INTERVENTIONS TO REDUCE FOODBORNE PATHOGENS IN SWINE AND CATTLE
Location: Food and Feed Safety Research
Title: Effect of stressors on the viability of Listeria during an in vitro cold-smoking process
Submitted to: Agriculture, Food and Analytical Bacteriology
Publication Type: Peer Reviewed Journal
Publication Acceptance Date: May 31, 2012
Publication Date: December 1, 2012
Citation: Pittman, J.R., Schmidt, T.B., Corzo, A., Callaway, T.R., Carroll, J.A., Donaldson, J.R. 2012. Effect of stressors on the viability of Listeria during an in vitro cold-smoking process. Agriculture, Food and Analytical Bacteriology. 2:195-208.
Interpretive Summary: Listeria monocytogenes is a dangerous food-borne pathogen and is a frequent contaminant of the cold-smoked fish industry. By reducing the presence of this organism from this part of the food chain, human health can be improved. Five strains of Listeria were exposed to different stress conditions encountered during the cold-smoking process. Differences between virulence was correlated with these physical changes. These data suggest that differences exist in the mechanisms utilized by virulent and avirulent strains to adapt to stresses encountered in the cold-smoking process.

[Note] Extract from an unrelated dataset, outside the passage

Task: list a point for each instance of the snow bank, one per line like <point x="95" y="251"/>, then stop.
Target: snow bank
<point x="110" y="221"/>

Listeria monocytogenes is a dangerous food-borne pathogen and is a frequent contaminant of the cold-smoked fish industry. Elimination of this bacterium from the cold-smoking processing environment requires an understanding of how this microbe tolerates the stressful conditions encountered. Therefore, the aim of this study was to determine whether exposure to stresses likely to be encountered during the cold-smoking process impacts various strains of Listeria monocytogenes and Listeria innocua differently. Five strains of L. monocytogenes (EGDe, F2365, HCC7, ATCC 15313, and HCC23) and a L. innocua strain (CLIP 11262) in exponential or stationary growth phase were sequentially exposed to conditions that mimic those found in the cold-smoking process: freeze (-20'C)-thaw (25'C), high salt, liquid smoke (phenolic compounds), and anaerobic storage at 2'C. Growth was monitored throughout the process by viable plate counts. Viability for stationary phase cells exposed to the mock cold-smoking process significantly increased for all strains except EGDe; viability also increased when cells in exponential phase were exposed to the cold-smoking process yet was not significant for EGDe- and HCC7-treated cells. The integrity of the cell envelope of HCC23 and HCC7 was also analyzed by transmission electron microscopy. The cell envelope of the avirulent strain HCC23 was affected by all treatments examined, while the cell envelope of the virulent strain HCC7 was affected only by exposure to liquid smoke and storage conditions. Results indicate that both virulent and avirulent strains in this study in either exponential or stationary phase can tolerate the stressors encountered during the cold-smoking process and that avirulent strains are significantly more resistant to these conditions than virulent strains. These data suggest that differences exist in the mechanisms utilized by virulent and avirulent strains to adapt to stresses encountered in the cold-smoking process.